The RBI, meanwhile, fixed the reference rate for the dollar at 65.6947 and for the euro at 77.3686. The rupee crash is seemingly inspired by reasons such as fears of massive capital outflows due to tepid macro-economic indicators and also concerns over weak corporate earnings.
A strong month-end dollar demand and a sudden spike in crude oil prices globally too weighed on the domestic currency, forex dealers said. Meanwhile, FPIs withdrew over Rs 1,915.54 crore on net basis from stock markets yesterday, as per provisional exchange data.
The US dollar traded broadly higher, gaining ground on all of its top counterparts on firming interest rate hike bets in the wake of hawkish remarks from the Fed chair also boosted ahead of a highly-anticipated US tax plan, set to be unveiled on Wednesday.

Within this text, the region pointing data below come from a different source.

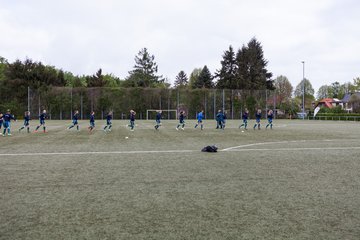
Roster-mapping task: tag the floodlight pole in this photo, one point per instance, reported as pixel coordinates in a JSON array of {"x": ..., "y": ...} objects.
[{"x": 303, "y": 88}]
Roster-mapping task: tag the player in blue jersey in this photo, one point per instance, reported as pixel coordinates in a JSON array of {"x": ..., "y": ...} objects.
[
  {"x": 219, "y": 119},
  {"x": 1, "y": 120},
  {"x": 92, "y": 121},
  {"x": 26, "y": 122},
  {"x": 7, "y": 117},
  {"x": 224, "y": 119},
  {"x": 158, "y": 119},
  {"x": 270, "y": 116},
  {"x": 42, "y": 118},
  {"x": 75, "y": 121},
  {"x": 200, "y": 117},
  {"x": 245, "y": 117},
  {"x": 181, "y": 121},
  {"x": 108, "y": 122},
  {"x": 257, "y": 119},
  {"x": 132, "y": 120}
]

The dollar index, which measures the greenback's value against a basket of six major currencies, was sharply up at 93.35 -- the highest level in one-month. In cross-currency trades, the rupee dropped further against the pound sterling to end at 88.18 from 87.91 per pound but recovered against the Japanese yen settle at 58.20 per 100 yens from 58.48 yesterday.
It also advanced against the euro to close at 77.17 from 77.20 earlier. Despite a spectacular early start, domestic markets endured a volatile session and turned jittery to end at fresh multi-month lows sparked by intense selling across the board as investors turned cautious ahead of the F&O expiry tomorrow amid subdued global sentiment.
Marking its longest losing streak of the calendar year -- the flagship Sensex tanked 440 points to close at 31,159.81, while Nifty tumbled over 135 points to 9,735.75. In forward market today, premium for dollar edged up owing to sustained paying pressure from corporates.
The benchmark six-month premium payable in February gained to 115.50-117.50 paise from 114.50-116.50 paise and the far forward August 2018 contract also moved higher to 257-259 paise from 255.50-257.50 paise.
On the international energy front, crude prices eased marginally on Wednesday following a report of a possible increase in Nigerian exports, though an unexpected drop in US crude inventories helped keep the price within sight of this week's 26-month highs.
Brent November crude futures were down 14 cents at USD 58.30 a barrel in early Asian trade, while U.S. crude for November delivery edged up 11 cents to USD 51.99.